「数々の名場面オマージュ⭐でも新しい物語」君たちはどう生きるか Myさんの映画レビュー(感想・評価)
数々の名場面オマージュ⭐でも新しい物語
宮崎監督が子どもの時に感動した小説『君たちはどう生きるか』は私も数年前に読んだ。小説の内容とは全然違う。子どもの時に受けた感動を、大人になってから、こんなに大きく想像の翼を広げて形にしたのですね。
見る前の予想として、主人公は『風立ちぬ』の少年時代みたいな昭和初期の雰囲気かな、てとこだけ当たって、物語は先の読めない冒険ファンタジーへと展開してゆき、面白かった!
近日中に2回目絶対見る!
随所にこれまでの宮崎作品の名場面を彷彿とさせ、これが集大成として最後となるかもしれないんだな…と郷愁のような切なさを感じながらも、物語は先の読めない展開で、新しい作品になってる。
数々の名場面を思い出す…
冒頭は風立ちぬ、
裕福で「ある所にはある」火垂るの墓、
幼少時に母を亡くす悲しみ(実際は病気回復し生き延びたけど)はずっと宮崎監督のトラウマになってるんだな。トトロのサツキ…。
引越先で不思議な建物に惹かれ冒険が始まるのは思い出のマーニー、森を歩く風景も。
塔の中、トンネルをくぐり羽根を拾い辿ってゆくのは、どんぐり拾いトトロを探すメイ。夕暮れに捜索されてる。
アオサギはもののけ姫のジコ坊。
ばあや達はポニョのひまわりの家のおばあちゃん達。
読書して泣く姿、虹色に光る洞窟は耳をすませば。
弓矢がひとりでに強力に射抜く、アシタカ。
ワラワラは可愛くなったコダマ。
いちごジャムいっぱいの顔は、ポニョみたいに無邪気だけど、口が血まみれのサンかもしれない。
ドロドロになる母の姿はハウルもシシ神も。
離れのトイレに行くのは キキ。
キリコに抱きつく姿は「家族」と慕うマルクル。
たくさんの船は 紅の豚の飛行機の墓場。
扉で異世界につながる ハウルの扉。
星降る夜は ハウルの魔法の夜。
木の根を伝い壁を登る パズー。
火の中の母はナウシカのようだけど後半は明るいカルシファー。
大伯父がいたあづま屋はジーナの秘密の場所。
爪に火を灯すヒミは 湯婆の魔法
(でも、ナウシカでは水と風に敵対して描いた火を、今回は魅力的に描き、監督が火に対し謝り 火も含めた森羅万象の大切さを描き直したように思う。)
敵もいつの間にか妙な味方になっちゃうのが、千と千尋などジブリ作品の味。
今回は飛行機は無く、鳥がたくさん。主人公は飛ばない。

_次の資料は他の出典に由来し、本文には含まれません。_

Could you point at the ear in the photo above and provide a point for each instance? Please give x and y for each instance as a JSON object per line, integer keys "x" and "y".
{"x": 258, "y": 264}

これにはどんな意味があるのかな?
前半、新海誠監督の『星を追う子ども』の「それは、さよならを言うための旅」の雰囲気を感じた。隕石は『君の名は。』を思い出し…。
かつて新海監督が、宮崎監督への憧れと尊敬と超えたい想いを込めた作品『星を…』から12年後、宮崎監督が「あの時は手紙をありがとう、返事が遅れたけれど、君の作品も素敵だよ、君は君の道を行け」と返事を送ったように感じた。言葉でそんなことは言わないけど。エンドロールでスタッフにコミックスウェーブフィルムの名を見つけて、やっぱり!と感激。すずめも、ジブリオマージュ場面がたくさんあったから、宮崎監督なりのおちゃめな返事かな。
スタジオポノックの名もあり、ジブリを巣立った米林監督も協力したのね。マーニーを思い出す場面が多かったのは、宮崎監督からマロ監督への感謝の手紙かも。
スタジオ地図も協力。落ちて崩れた赤いバラは、竜とそばかす姫かな。地図作品は時かけが好きだけど他は私はあまり好きじゃなくてちゃんと見てない。細田守好きな人から見たら、オマージュ場面が色々見つかるのかもしれない。
スタジオカラーは庵野秀明。エヴァっぽいシーンは思い当たらないけど、父への複雑な感情、エディプスコンプレックス的なシンジとも共通点あるかな。
ジブリは後継者問題が話題になるけど、直接の後継者でなくとも、宮崎監督の想いは、新海誠や庵野秀明、近藤嘉宏や米林昌宏や百瀬義行のほか、細田守、ディズニーやピクサーなど世界中のアニメ監督を育ててきたんだなと実感して胸が熱くなった。
「世界を君に託したい。美しい世界を作るのだ」これまで宮崎監督にリスペクトオマージュを捧げてきた後輩達に、宮崎監督からの感謝や期待を込めた、茶目っ気ある返事の仕方がこの映画なのだなと思う。